La ley electoral por la que Alemania elige a sus representantes en el Bundestag es digna hija de su historia atormentada del siglo XX. El sistema intenta combinar las ventajas de la representación directa y de la representación proporcional, y al tiempo proteger el Parlamento de la fragmentación reinante durante la República de Weimar en el periodo de entreguerras.

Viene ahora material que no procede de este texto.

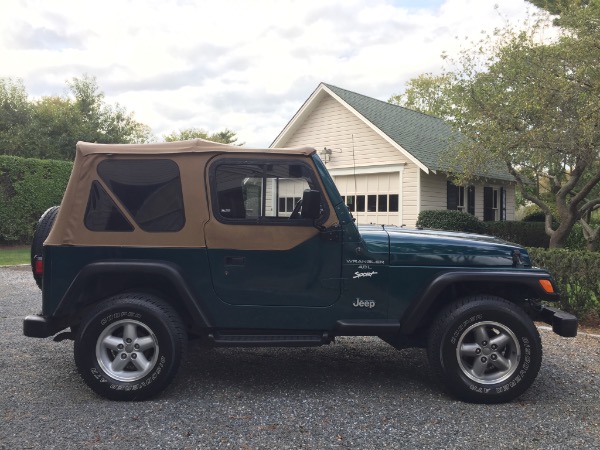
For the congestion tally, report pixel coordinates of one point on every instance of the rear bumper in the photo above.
(41, 326)
(563, 323)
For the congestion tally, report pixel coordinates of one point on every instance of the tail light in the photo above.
(38, 265)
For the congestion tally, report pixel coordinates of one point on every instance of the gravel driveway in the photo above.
(358, 393)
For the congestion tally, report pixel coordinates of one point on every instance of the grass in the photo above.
(11, 256)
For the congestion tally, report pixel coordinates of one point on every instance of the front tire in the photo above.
(130, 347)
(485, 349)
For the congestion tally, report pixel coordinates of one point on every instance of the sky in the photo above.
(243, 65)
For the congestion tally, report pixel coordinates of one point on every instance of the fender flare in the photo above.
(148, 268)
(419, 308)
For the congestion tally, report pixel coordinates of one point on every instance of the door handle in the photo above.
(235, 260)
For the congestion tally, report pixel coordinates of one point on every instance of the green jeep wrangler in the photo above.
(159, 243)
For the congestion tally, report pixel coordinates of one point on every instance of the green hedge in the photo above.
(27, 188)
(527, 234)
(577, 274)
(450, 220)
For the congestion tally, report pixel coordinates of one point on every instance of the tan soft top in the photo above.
(192, 157)
(191, 146)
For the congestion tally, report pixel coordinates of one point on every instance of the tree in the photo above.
(558, 6)
(225, 136)
(534, 107)
(103, 123)
(15, 114)
(51, 126)
(427, 93)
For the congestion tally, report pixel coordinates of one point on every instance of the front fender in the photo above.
(529, 280)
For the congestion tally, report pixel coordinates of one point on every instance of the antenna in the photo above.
(354, 175)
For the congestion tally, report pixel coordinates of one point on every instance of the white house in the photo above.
(386, 160)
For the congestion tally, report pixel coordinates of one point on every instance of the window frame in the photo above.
(264, 220)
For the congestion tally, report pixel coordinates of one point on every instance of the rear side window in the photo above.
(102, 214)
(150, 190)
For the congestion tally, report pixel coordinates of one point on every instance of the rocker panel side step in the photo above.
(269, 340)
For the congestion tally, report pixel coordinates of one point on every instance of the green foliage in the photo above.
(13, 256)
(577, 274)
(527, 234)
(531, 105)
(27, 188)
(427, 93)
(558, 6)
(449, 220)
(225, 136)
(50, 127)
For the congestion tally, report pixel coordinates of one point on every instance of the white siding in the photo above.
(356, 145)
(353, 143)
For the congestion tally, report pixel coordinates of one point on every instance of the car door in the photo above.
(260, 251)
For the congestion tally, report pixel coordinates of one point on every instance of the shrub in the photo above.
(536, 216)
(577, 274)
(527, 234)
(449, 220)
(27, 188)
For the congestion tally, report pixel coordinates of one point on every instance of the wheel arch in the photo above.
(514, 286)
(104, 279)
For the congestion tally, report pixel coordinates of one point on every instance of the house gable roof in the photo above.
(420, 137)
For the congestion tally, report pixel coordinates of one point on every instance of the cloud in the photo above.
(247, 66)
(27, 37)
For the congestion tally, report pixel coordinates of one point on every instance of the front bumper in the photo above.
(41, 326)
(563, 323)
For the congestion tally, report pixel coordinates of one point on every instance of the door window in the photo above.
(260, 192)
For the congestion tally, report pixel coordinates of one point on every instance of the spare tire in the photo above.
(42, 230)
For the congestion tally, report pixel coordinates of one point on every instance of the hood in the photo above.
(409, 247)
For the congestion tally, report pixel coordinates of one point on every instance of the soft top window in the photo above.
(150, 189)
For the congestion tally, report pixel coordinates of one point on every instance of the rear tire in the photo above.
(485, 349)
(42, 230)
(130, 347)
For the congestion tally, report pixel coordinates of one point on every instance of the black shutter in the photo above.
(452, 198)
(471, 200)
(502, 204)
(488, 204)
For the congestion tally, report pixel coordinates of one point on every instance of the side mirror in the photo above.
(311, 204)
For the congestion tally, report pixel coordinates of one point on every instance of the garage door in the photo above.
(372, 198)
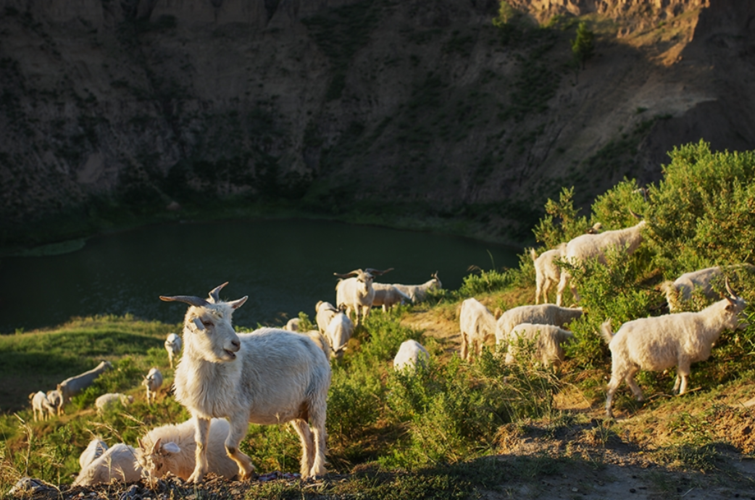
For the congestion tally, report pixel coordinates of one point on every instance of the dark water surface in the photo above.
(284, 266)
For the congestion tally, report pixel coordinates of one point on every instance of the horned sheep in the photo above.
(171, 448)
(269, 376)
(662, 342)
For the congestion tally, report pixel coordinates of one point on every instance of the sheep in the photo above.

Todo elector emite dos votos, marcándolos con una cruz (véase gráfico). Con el primer voto (Erststimme) elige al representante que desea para su distrito electoral. Con el segundo voto (Zweitstimme) indica su partido preferido, que presenta una lista. Curiosidad: Merkel no figura en la lista del partido, sino que es candidata de la CDU en el distrito de Rügen/Greifswald (nordeste, donde pasó la tarde ayer), mientras que Schulz sí concurre en la lista general del partido.

Lo que está cantado es el ingreso en el Bundestag (cámara baja) de un partido de ultraderecha, Alternativa para Alemania (AfD), por primera vez en la Alemania surgida en 1949 tras la Segunda Guerra Mundial y el nazismo

Con esos dos votos combinados al 50%, se decide la composición de un Bundestag que oficialmente tiene 598 escaños, número que puede crecer en función de ciertas circunstancias. Por ejemplo, si un partido (suele ocurrir con los dos grandes) logra más diputados de distrito en un land de los que les corresponderían por el segundo voto, el sistema genera más escaños y compensa a los otros partidos. Por eso, el último Bundestag tenía 631 diputados.

Los partidos pequeños no se esfuerzan por conseguir el Erststimme, pues al salir elegido sólo un candidato por distrito, acostumbra a ser de uno de los dos partidos grandes. Un hábito histórico de muchos votantes conservadores era dar su primer voto al candidato democristiano (o socialcristiano en Baviera) de su distrito; y el segundo al partido pequeño deseado como socio de coalición (en especial el FDP), para ayudarle así a juntar escaños en el Bundestag. Importante: obtienen representación los partidos que reciben al menos el 5% del Zweitstimme. Pero ahora, como Merkel y los suyos no las tienen todas consigo en cuanto a su fortaleza final en el hemiciclo, tras la erosión en los sondeos sufrida esta semana, han tocado a rebato para que sus seguidores les otorguen los dos votos.

Todos los partidos han hecho llamamientos a frenar a Alternativa para Alemania (AfD). En su mitin del viernes en la Gendarmenmarkt berlinesa, Schulz llamó a “impedir el domingo que un partido del odio entre en el Bundestag”, y se encaró así con la AfD: “Sois nuestros enemigos; defenderemos la democracia en Alemania”. El desembarco de la AfD es un vuelco histórico anunciado de estos comicios.